Off-kilter running shoes can mess up your knees, hips, and back, and, basically, your body. But the quest for a new pair can detour into a blank stare at a massive wall of choices. Luckily, there’s another way. Daniel McDuff, of the venerable Portland company Foot Traffic, shares a few simple, uh, steps.
1. Know your gait. “We can narrow footwear down from the 60 pairs that we have on the wall to three or four that are appropriate, based on foot strike type,” McDuff says. The process is simple: you’ll walk on a treadmill for about a minute while a pro at one of Portland’s dozen or so specialized running-shoe shops films your steps. The expert then reviews the footage, looking for pronation (shifting inwards) or supination (shifting outwards) in the ankle joint.
2. Say no to insoles. Many modern shoes, especially “natural fit” models, offer a lot of sole flexibility, which can lead to arch discomfort and even injury. If you’re experiencing arch pain, try switching to a more rigid sole rather than slipping in an insole. “Putting an insole in there changes the geometry of the shoe, changes how it flexes,” McDuff says. “So unless there’s plantar fasciitis or a really high arch, I don’t like to stick someone in an insert.”
3. Drop it like it’s hot. “Drop” refers to the difference between heel height and toe height.

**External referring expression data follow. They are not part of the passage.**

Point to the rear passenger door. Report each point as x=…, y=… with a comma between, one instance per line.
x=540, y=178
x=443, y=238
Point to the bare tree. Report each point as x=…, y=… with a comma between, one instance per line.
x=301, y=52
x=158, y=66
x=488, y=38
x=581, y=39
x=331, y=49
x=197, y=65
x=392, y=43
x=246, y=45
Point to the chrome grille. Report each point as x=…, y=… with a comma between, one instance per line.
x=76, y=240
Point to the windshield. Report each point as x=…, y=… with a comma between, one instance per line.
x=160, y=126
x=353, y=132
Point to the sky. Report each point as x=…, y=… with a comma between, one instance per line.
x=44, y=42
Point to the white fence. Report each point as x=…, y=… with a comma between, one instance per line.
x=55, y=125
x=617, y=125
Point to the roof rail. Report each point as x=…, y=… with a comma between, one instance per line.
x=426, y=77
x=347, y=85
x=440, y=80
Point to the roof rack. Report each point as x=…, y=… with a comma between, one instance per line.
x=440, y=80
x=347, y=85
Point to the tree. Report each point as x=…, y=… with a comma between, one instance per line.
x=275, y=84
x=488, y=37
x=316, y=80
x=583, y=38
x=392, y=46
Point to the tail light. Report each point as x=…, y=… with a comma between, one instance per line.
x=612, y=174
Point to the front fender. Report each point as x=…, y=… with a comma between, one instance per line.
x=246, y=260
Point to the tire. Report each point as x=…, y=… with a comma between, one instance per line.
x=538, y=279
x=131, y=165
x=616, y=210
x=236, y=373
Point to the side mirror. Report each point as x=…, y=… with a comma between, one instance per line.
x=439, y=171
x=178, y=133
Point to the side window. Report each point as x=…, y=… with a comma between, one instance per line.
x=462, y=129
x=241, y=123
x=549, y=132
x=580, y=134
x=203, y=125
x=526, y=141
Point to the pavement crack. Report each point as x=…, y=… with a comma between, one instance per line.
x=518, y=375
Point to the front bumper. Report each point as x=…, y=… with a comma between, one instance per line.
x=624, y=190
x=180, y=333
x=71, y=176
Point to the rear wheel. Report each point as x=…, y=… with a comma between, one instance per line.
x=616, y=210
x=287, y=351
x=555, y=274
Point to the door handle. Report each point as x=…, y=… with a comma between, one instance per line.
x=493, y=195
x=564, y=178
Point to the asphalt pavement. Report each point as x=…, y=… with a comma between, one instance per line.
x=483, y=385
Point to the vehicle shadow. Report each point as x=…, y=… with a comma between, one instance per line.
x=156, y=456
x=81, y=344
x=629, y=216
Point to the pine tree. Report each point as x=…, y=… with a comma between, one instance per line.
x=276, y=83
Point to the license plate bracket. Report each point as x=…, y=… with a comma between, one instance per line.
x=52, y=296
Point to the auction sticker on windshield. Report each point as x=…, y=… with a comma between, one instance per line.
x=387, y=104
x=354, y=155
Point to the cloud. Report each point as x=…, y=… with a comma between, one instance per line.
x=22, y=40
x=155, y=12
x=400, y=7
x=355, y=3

Standard shoes have 12 millimeters of drop—in other words, they’re notably higher in the heel. Many newer, minimalist-influenced shoes have only 4 mm of drop, and others are completely flat, or “zero-drop.” Try on a pair of each.
4. Consider minimalism. The barefoot running craze flared out years ago, but its minimalist influences live on. “Zero-drop encourages a midfoot strike, which is a little more natural, rather than a heel strike,” McDuff explains. In addition to zero-drop shoes, many newer models have much wider fits, which also allows the foot to behave more naturally when striking the ground.

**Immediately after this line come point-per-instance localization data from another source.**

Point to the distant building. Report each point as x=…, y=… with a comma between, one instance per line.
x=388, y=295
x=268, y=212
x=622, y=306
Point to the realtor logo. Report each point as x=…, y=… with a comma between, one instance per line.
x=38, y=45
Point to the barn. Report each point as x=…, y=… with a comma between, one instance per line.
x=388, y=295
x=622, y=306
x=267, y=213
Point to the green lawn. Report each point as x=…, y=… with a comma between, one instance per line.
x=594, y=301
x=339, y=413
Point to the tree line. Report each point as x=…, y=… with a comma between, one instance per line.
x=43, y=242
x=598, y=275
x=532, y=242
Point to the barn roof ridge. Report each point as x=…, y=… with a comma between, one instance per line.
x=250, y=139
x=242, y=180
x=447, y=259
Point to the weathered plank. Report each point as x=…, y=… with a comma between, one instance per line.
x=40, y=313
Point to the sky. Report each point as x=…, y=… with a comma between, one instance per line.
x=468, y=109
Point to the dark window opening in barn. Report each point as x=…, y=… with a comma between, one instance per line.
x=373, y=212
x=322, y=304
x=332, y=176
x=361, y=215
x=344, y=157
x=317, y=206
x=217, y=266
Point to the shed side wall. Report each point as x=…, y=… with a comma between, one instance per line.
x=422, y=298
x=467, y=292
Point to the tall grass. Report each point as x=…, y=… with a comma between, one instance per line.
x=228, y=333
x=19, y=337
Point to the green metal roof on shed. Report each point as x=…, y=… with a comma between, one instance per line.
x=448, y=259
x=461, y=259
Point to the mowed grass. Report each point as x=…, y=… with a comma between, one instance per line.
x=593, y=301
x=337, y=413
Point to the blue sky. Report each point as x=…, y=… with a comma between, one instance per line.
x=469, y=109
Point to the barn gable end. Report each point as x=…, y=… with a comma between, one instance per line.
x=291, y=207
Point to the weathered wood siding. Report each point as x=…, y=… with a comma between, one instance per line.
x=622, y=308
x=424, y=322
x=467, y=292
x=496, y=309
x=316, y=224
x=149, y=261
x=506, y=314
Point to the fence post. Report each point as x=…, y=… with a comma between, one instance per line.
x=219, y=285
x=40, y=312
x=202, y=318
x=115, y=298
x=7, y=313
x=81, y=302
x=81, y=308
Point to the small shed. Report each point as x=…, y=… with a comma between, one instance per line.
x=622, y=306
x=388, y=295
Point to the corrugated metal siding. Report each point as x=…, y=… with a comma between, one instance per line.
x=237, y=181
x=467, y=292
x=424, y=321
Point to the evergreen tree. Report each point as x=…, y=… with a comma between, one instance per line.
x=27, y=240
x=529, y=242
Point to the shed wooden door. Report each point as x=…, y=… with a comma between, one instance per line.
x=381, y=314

But before you invest in “natural” kicks instead of a standard set, take note: people prone to calf injuries or plantar fasciitis often require serious strengthening and flexibility exercises before using minimalist footwear.
5. Go wild! “Go with whatever your instincts tell you to go to,” McDuff says of the all-important test run. “Whatever shoe you notice the least is going to be much better five or six miles into the run.” Just don’t get too hung up on aesthetics. If you find a super-comfy but totally hideous shoe, most styles have many color options that the retailer can order for you.